Improcedência sob a ótica do artigo 4 do Protocolo 7: As duas condenações resultam da aplicação de duas disposições do Código Geral dos Impostos, que dizem respeito a infrações bem distintas cujos elementos constitutivos diferem entre si. A infração fiscal sanciona unicamente a omissão de declarar seus impostos no prazo previsto enquanto que a infração penal incrimina o caráter voluntário da omissão: manifestamente improcedente.

ANEXO 3

Processo Chassagnou e outros c/França - Extrato de comunicação de imprensa

De fato: O processo diz respeito a três requerimentos apresentados originalmente por dez cidadãos franceses, Sra. Marie-Jeanne CHASSAGNOU, M. René PETIT, Sra. Simone LASGREZAS, Srs. Léon DUMONT, Pierre e André GALLAND, Edouard (falecido) et Michel PETIT, Michel PINON e Sra. Joséphine MONTION, nascidos respectivamente em 1924, 1936, 1927, 1924, 1926 e 1936, 1910 e 1947, 1947 e 1940. A Sra. Chassagnou, o Sr. René Petit e a Sra. Lasgrezas são domiciliados nos municípios de Tourtoirac e de Chourgnac no Departamento de Dordogne onde eles exercem a profissão de agricultores. Os Srs. Dumont, Galland, Petit e Pinon, que são igualmente agricultores, são domiciliados no território dos municípios de La Cellette e de Genouillac, no departamento de Creuse. A Sra. Montion é domiciliada em Salleboeuf, do Departamento de Gironde, onde ela exerce a profissão de secretária. Todos os requerentes são proprietários de imóveis de área inferior a 20 hectares aqueles domiciliados em Dordogne e Gironde, e de 60 hectares por aqueles domiciliados em Creuse. Em virtude de lei de 10 de julho de 1964, chamada lei "Verdeille", relativa à organização das associações comunais de caça agregadas (ACCA), todos os requerentes, que são contrários à caça, foram obrigados a se tornar membros das ACCA criadas nos seus municípios e permitir o exercício da caça nas suas propriedades por todos os caçadores do município. Eles não podiam ser obrigados a essa adesão e à permissão de autorização obrigatória para caça nos seus terrenos a não ser que a superfície de seus imóveis fosse superior a 1 seuil, variável de acordo com os Departamentos referidos (20 hectares em Dordogne e Gironde e 60 hectares em Creuse), o que não era o caso. Os requerentes tentaram obter frente às jurisdições internas a exclusão das suas terras da influência das ACCA e de seus municípios mas tiveram rejeitados seus requerimentos, tanto pelas jurisdições civis quanto pelas administrativas, em último lugar, pelo acórdão da Corte de Cassação de 16 de março de 1994 (processo Chassagnou, R. Petit e Lasgrezas) ou pelos acórdãos do Conselho de Estado datados respectivamente de 10 de março de 1995 (processo Dumont e outros) e de 10 de maio de 1995 (processo Montion).
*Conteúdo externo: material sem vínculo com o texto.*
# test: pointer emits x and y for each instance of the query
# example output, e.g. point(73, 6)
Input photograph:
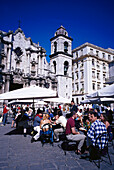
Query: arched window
point(93, 62)
point(54, 63)
point(65, 67)
point(55, 47)
point(65, 47)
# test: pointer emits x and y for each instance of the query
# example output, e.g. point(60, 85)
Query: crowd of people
point(80, 123)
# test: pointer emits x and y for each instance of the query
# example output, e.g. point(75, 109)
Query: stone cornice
point(93, 46)
point(60, 52)
point(92, 56)
point(62, 36)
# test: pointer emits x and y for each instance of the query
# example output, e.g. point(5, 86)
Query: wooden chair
point(97, 154)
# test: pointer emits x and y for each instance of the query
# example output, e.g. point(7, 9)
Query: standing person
point(5, 113)
point(104, 119)
point(73, 107)
point(72, 134)
point(36, 125)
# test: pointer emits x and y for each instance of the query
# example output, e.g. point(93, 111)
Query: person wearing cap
point(72, 134)
point(60, 119)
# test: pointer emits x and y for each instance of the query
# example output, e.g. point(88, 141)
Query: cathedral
point(72, 73)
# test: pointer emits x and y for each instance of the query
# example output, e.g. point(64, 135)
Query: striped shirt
point(96, 129)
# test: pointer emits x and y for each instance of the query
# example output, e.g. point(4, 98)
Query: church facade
point(72, 73)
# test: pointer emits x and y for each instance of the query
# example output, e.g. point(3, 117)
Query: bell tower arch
point(61, 61)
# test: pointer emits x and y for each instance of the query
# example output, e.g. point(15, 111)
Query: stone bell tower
point(61, 61)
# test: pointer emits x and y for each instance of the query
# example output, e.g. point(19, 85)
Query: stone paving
point(18, 153)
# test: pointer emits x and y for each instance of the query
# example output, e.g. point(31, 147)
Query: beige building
point(72, 73)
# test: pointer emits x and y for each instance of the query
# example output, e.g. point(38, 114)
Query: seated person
point(15, 119)
point(104, 119)
point(60, 119)
point(72, 134)
point(50, 114)
point(96, 129)
point(36, 125)
point(44, 121)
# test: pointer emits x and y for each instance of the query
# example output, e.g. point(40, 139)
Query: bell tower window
point(55, 47)
point(65, 47)
point(65, 67)
point(54, 63)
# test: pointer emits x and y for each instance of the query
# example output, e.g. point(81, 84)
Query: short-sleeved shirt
point(96, 129)
point(62, 121)
point(70, 124)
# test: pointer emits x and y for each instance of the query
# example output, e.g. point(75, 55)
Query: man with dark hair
point(96, 129)
point(36, 125)
point(73, 107)
point(72, 134)
point(4, 114)
point(60, 120)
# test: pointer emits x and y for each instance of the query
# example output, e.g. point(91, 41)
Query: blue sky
point(85, 20)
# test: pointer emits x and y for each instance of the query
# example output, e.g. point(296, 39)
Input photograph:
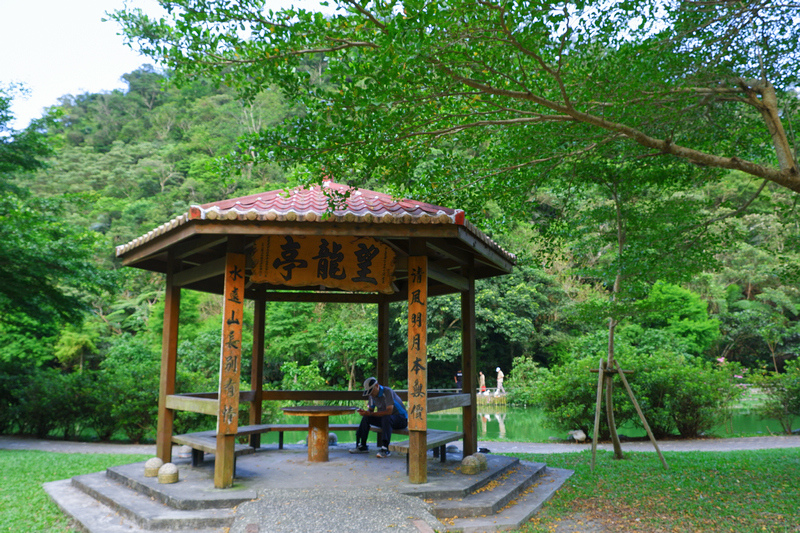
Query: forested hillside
point(709, 271)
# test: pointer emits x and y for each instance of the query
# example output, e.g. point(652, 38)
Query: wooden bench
point(203, 442)
point(436, 440)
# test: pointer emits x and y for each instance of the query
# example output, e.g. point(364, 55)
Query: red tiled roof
point(312, 205)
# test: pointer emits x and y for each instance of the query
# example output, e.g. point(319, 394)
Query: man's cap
point(369, 384)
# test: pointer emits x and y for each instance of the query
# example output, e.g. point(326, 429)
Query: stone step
point(145, 512)
point(462, 485)
point(193, 491)
point(518, 511)
point(493, 496)
point(92, 516)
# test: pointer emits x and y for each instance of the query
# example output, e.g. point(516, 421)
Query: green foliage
point(677, 392)
point(294, 332)
point(301, 377)
point(681, 395)
point(682, 313)
point(437, 99)
point(567, 393)
point(132, 370)
point(782, 394)
point(524, 380)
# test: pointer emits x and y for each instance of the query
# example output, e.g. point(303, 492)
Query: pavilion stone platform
point(281, 491)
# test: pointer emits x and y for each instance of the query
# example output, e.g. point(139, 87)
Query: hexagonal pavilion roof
point(199, 239)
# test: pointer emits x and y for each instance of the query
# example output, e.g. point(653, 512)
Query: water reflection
point(527, 425)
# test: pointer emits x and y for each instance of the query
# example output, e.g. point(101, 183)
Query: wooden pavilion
point(287, 245)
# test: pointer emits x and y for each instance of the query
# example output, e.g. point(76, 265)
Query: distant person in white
point(500, 387)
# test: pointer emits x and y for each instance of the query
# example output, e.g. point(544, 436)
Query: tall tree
point(490, 91)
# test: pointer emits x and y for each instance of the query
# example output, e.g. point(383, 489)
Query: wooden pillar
point(257, 369)
point(382, 368)
point(417, 368)
point(469, 365)
point(230, 368)
point(169, 358)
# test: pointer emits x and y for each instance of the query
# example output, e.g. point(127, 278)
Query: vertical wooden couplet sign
point(417, 368)
point(230, 368)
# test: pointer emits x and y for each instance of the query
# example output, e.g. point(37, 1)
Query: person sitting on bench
point(385, 410)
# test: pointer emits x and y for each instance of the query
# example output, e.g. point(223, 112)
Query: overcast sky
point(60, 47)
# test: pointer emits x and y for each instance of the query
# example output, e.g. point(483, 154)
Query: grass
point(24, 505)
point(738, 491)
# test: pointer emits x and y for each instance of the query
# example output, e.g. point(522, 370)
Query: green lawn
point(743, 491)
point(738, 492)
point(24, 505)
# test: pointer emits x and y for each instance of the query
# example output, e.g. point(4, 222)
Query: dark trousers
point(386, 423)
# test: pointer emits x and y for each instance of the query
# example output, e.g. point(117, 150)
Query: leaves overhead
point(439, 97)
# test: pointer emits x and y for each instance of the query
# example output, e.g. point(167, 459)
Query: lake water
point(527, 425)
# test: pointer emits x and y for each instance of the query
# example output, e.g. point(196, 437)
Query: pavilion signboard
point(347, 263)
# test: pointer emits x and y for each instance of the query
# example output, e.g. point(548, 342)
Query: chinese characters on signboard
point(417, 343)
point(349, 263)
point(231, 358)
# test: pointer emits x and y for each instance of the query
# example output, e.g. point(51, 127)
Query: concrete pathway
point(709, 445)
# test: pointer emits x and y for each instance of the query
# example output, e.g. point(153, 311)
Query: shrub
point(523, 380)
point(680, 394)
point(782, 394)
point(132, 371)
point(568, 397)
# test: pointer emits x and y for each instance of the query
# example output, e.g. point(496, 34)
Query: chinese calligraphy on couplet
point(417, 343)
point(349, 263)
point(231, 356)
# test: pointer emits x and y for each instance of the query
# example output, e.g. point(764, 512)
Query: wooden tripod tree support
point(605, 381)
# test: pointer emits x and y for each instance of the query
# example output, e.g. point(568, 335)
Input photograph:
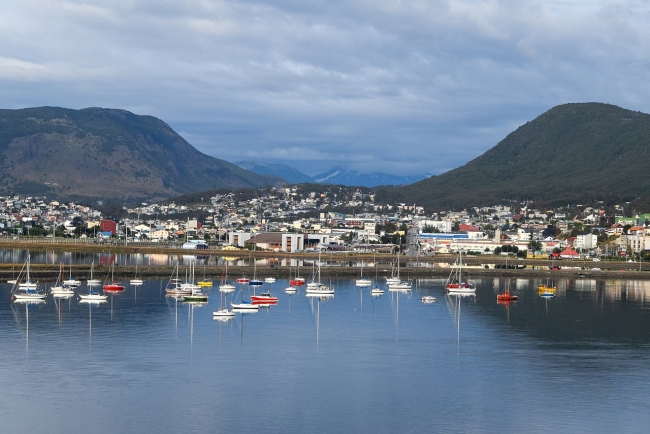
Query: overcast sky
point(402, 87)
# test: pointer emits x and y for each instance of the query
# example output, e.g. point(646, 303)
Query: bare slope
point(106, 153)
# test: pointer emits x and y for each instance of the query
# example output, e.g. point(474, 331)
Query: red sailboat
point(113, 286)
point(506, 295)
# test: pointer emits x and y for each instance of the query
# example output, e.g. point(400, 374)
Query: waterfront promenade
point(334, 264)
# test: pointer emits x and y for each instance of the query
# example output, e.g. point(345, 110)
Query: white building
point(586, 242)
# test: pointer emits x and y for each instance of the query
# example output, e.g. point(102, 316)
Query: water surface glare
point(142, 362)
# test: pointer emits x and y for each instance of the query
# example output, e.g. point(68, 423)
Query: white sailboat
point(455, 283)
point(376, 291)
point(175, 285)
point(363, 281)
point(135, 281)
point(72, 281)
point(26, 289)
point(394, 278)
point(223, 312)
point(92, 280)
point(319, 288)
point(397, 284)
point(244, 305)
point(225, 286)
point(59, 289)
point(27, 283)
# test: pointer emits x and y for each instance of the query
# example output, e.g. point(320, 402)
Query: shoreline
point(435, 267)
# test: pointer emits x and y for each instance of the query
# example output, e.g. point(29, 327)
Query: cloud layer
point(395, 86)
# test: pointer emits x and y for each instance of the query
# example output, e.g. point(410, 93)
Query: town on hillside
point(295, 219)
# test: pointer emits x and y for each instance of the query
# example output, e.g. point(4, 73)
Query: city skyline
point(401, 88)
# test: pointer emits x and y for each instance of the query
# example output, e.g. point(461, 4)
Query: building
point(586, 242)
point(278, 241)
point(108, 226)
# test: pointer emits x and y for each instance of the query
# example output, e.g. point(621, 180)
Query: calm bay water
point(142, 362)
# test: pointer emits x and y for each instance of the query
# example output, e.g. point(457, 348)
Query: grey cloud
point(400, 87)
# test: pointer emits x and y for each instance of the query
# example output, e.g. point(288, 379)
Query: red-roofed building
point(569, 253)
point(108, 226)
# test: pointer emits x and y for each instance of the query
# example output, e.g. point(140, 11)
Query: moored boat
point(455, 282)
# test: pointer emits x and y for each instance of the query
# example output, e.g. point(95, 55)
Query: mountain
point(573, 153)
point(338, 175)
point(108, 154)
point(288, 173)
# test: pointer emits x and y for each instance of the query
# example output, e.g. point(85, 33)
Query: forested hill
point(106, 154)
point(572, 153)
Os requerentes se queixam de que a inclusão forçada de seus terrenos no perímetro das ACCA em questão e sua adesão obrigatória a uma associação cujo objetivo eles reprovam viola seu direito de propriedade, seu direito à liberdade de associação e seu direito à liberdade de pensamento e consciência, previsto nos artigos 1 do Protocolo nº 1, 11 e 9 da Convenção Européia dos Direitos Humanos. Eles se queixam igualmente de discriminação que contraria o artigo 14 da Convenção.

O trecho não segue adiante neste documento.